Thursday, July 16, 2026

Columbia Borough Planning Commission to review data center ordinance July 21


JOE LINTNER | COLUMBIA SPY 

The Columbia Borough Planning Commission will meet Tuesday, July 21, at 7 p.m., with a review planned for the proposed ordinance to prohibit data centers in the the light business zoning district.


Item 8(a) on the agenda calls for the commission to review "a new ordinance to prohibit Data Centers in LB": the light business zone that includes the former McGinness property along Manor Street. The issue has already divided borough council and residents and drawn hundreds of attendees to public meetings this year.

Columbia Borough Council voted 4-3 on July 14 to advance the ordinance, which would remove data centers from the list of permitted uses in light business zoning districts, a move that could block a data center from being built on the long-vacant former McGinness airfield property. Council members Byers, Cooper, Ziegler and Geesey voted in favor, while Kauffman, Zink and Murphy voted against.
The motion was introduced by Councilman Ethan Byers and seconded by Councilman Tom Ziegler. 

If ultimately adopted after review by the county and municipal planning commissions, the ordinance would designate data centers as "Not Permitted" in light business zones and shift them to "Conditional Use" status in general industrial zones instead.

Byers has said he pushed the change now rather than waiting for a broader rewrite of the borough's zoning code. He said the one-page ordinance had already been reviewed by borough solicitor Evan Gabel and drew on language used in the borough's past zoning ordinances, and that he had briefed councilors Jeanne Cooper and Tom Ziegler, who lead the community development committee overseeing zoning and planning.

Byers said he had been considering the change for weeks as delays piled up around re-advertising the McGinness property, and that data centers had come to dominate public discussion of the site's future. He said he wanted the property sold without the complications a data center project could bring, warning that a legal appeal could tie the sale up for years.

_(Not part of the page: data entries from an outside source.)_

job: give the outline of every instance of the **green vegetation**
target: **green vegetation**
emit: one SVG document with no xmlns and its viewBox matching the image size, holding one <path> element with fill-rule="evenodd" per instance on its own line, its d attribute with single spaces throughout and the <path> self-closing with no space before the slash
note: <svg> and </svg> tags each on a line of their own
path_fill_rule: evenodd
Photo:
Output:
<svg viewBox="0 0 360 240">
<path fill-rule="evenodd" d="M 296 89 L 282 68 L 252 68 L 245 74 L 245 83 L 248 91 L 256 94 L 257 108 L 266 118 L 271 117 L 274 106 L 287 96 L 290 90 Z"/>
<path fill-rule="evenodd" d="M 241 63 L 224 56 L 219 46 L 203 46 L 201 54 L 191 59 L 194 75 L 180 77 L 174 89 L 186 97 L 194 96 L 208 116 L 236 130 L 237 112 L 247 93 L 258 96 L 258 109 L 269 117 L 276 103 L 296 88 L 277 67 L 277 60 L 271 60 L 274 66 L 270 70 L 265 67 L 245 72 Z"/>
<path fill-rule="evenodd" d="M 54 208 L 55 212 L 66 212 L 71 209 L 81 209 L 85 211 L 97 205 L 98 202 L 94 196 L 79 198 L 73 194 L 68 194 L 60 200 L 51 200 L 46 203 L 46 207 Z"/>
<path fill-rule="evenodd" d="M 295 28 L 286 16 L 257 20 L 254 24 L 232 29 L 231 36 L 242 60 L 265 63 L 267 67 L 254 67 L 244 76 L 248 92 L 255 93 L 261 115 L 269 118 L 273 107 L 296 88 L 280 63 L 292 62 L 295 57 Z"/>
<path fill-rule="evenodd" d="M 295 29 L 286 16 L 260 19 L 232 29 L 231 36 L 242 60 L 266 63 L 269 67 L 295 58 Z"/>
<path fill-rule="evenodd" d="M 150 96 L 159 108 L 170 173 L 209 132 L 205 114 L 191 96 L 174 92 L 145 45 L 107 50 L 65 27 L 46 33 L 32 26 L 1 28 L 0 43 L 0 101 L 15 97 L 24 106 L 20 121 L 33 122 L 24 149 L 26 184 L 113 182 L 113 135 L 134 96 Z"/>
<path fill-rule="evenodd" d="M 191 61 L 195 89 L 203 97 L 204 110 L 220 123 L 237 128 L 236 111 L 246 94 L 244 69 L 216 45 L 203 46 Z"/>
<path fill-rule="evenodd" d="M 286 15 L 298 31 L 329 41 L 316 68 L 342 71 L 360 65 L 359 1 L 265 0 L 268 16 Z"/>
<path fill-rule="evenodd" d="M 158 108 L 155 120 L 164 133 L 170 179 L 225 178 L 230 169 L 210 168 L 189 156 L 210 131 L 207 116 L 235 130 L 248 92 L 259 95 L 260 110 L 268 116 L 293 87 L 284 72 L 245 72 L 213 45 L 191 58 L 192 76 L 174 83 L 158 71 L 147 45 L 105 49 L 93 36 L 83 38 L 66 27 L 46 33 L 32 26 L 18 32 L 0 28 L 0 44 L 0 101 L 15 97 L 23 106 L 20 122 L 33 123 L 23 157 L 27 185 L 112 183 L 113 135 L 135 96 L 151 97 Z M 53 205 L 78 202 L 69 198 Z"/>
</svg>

Byers had originally hoped to raise the change at a workshop session ahead of a separate, more comprehensive ordinance covering the same topic. When that workshop was canceled and the broader ordinance was pushed to a future meeting, Byers said he decided not to wait. He said he had asked Council President Eric Kauffman twice to add the item to the agenda — first for a July 7 workshop, then again on July 9 for the regular meeting — and that both requests were turned down before he brought the motion directly to the floor.

The move didn't go unchallenged. Councilman Kelly Murphy raised concerns that the motion hadn't gone through the proper legislative process, and Byers pushed back, arguing that as a councilman he himself represents part of that legislative process, and that crafting legislation isn't the sole responsibility of any one council member.

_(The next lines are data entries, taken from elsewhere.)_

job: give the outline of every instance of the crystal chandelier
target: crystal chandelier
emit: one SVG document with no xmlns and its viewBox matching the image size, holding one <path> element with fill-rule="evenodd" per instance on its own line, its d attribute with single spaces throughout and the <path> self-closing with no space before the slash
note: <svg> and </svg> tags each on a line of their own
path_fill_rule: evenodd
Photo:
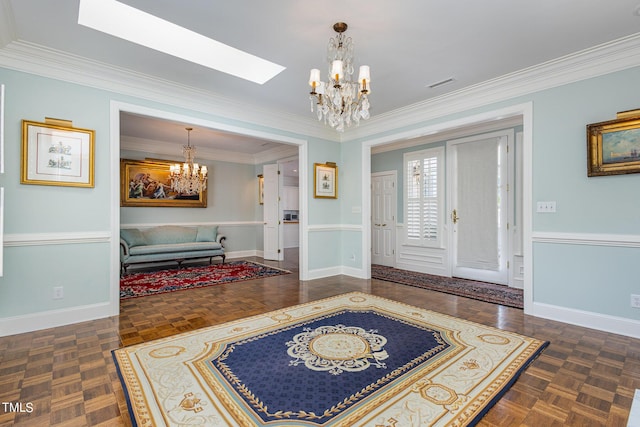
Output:
<svg viewBox="0 0 640 427">
<path fill-rule="evenodd" d="M 184 163 L 176 163 L 170 166 L 171 189 L 178 194 L 195 195 L 200 194 L 207 189 L 207 167 L 200 167 L 197 163 L 193 163 L 196 156 L 196 147 L 191 145 L 191 131 L 193 128 L 185 128 L 187 130 L 187 145 L 182 146 L 182 154 L 184 155 Z"/>
<path fill-rule="evenodd" d="M 360 119 L 369 118 L 369 99 L 371 93 L 368 65 L 360 66 L 358 81 L 352 81 L 353 42 L 344 36 L 347 24 L 338 22 L 333 29 L 338 33 L 329 39 L 327 61 L 329 63 L 328 81 L 320 80 L 320 70 L 314 68 L 309 75 L 311 86 L 311 112 L 316 106 L 318 120 L 323 120 L 338 132 L 344 132 L 345 126 L 358 125 Z"/>
</svg>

Supporters of blocking a data center at the McGinness site are treating the council vote as an early win, but the matter isn't resolved. The ordinance still needs to clear review at both the municipal and county planning commission levels before it can come back to council for a final vote. Tuesday's Planning Commission meeting is part of that required review.

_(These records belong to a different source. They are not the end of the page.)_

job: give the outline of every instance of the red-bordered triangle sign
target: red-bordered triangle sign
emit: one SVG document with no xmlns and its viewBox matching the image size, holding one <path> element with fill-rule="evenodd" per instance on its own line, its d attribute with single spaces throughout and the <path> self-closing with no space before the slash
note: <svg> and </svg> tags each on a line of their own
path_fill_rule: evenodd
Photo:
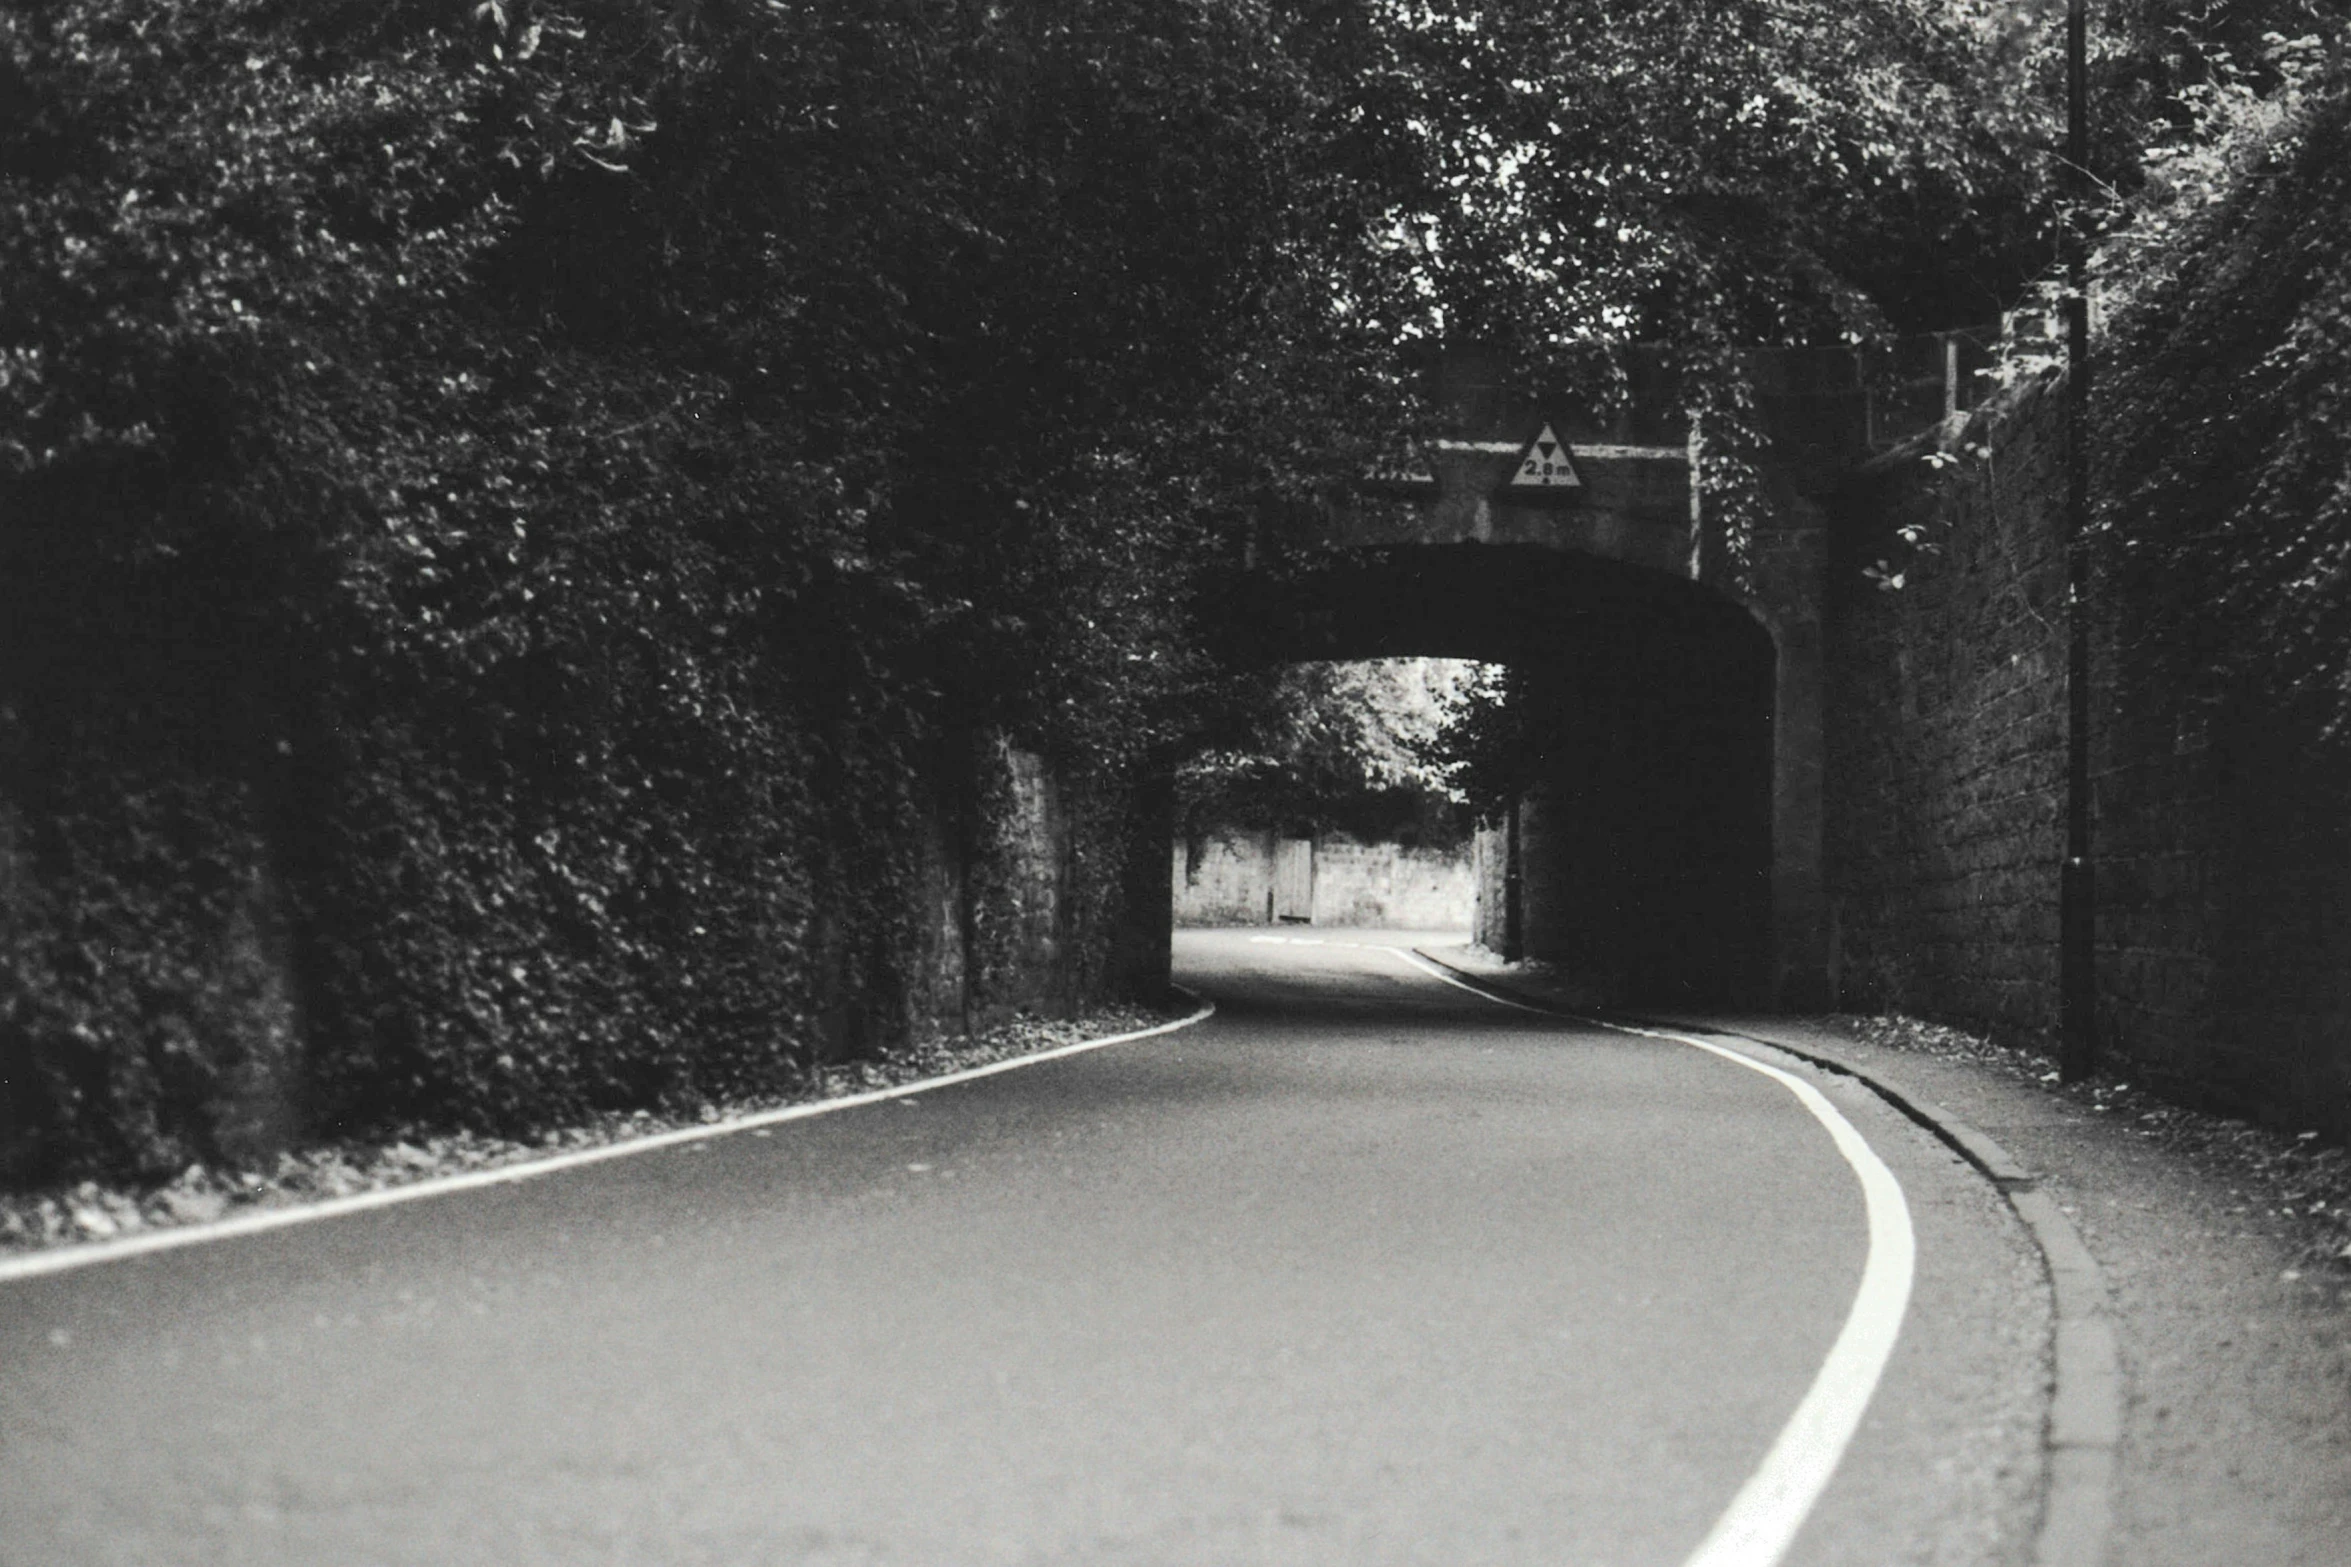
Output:
<svg viewBox="0 0 2351 1567">
<path fill-rule="evenodd" d="M 1583 475 L 1575 471 L 1568 460 L 1567 443 L 1559 432 L 1551 428 L 1551 421 L 1543 421 L 1541 433 L 1527 442 L 1526 450 L 1518 454 L 1518 472 L 1510 481 L 1514 490 L 1580 490 Z"/>
</svg>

LancasterOnline has noted that state law limits how far municipalities can go: Pennsylvania requires local governments to permit all legal land uses in at least one zoning district, so Columbia cannot ban data centers outright. The borough currently allows them in three districts: general industrial, light industrial, and light business, and council could choose to limit that to one or two, but not zero.

The backstory:
The zoning push follows months of controversy surrounding the McGinness site. In May 2026, Saadia Holdings LLC, a New York-based company, submitted a $6.35 million bid (the only bid received) to purchase the former airfield property, with plans that included a data center. News that the deal involved a data center drew hundreds of residents to a four-and-a-half-hour meeting at the Columbia Borough Fire Hall, where residents raised concerns about noise, water and power demand, and impacts on property values.

Council ultimately rejected the bid on procedural grounds, because Saadia's offer didn't guarantee full payment within the 60-day window required by state law for sealed-bid sales, since the company wanted to wait for borough approval of its site plans first. 

Local advocacy group Lancaster Stands Up, which has organized residents around the issue, called the rejection and subsequent zoning vote the result of a months-long community effort to protect the borough's land, water and power resources.

Given the scale of public interest in the McGinness property and the ordinance since May, residents opposed to and in favor of data center development in the borough are expected to turn out for public comment. The commission's action Tuesday is advisory within a multi-step process; the ordinance must still pass through the Lancaster County Planning Commission and return to Borough Council for a final vote before it could take effect.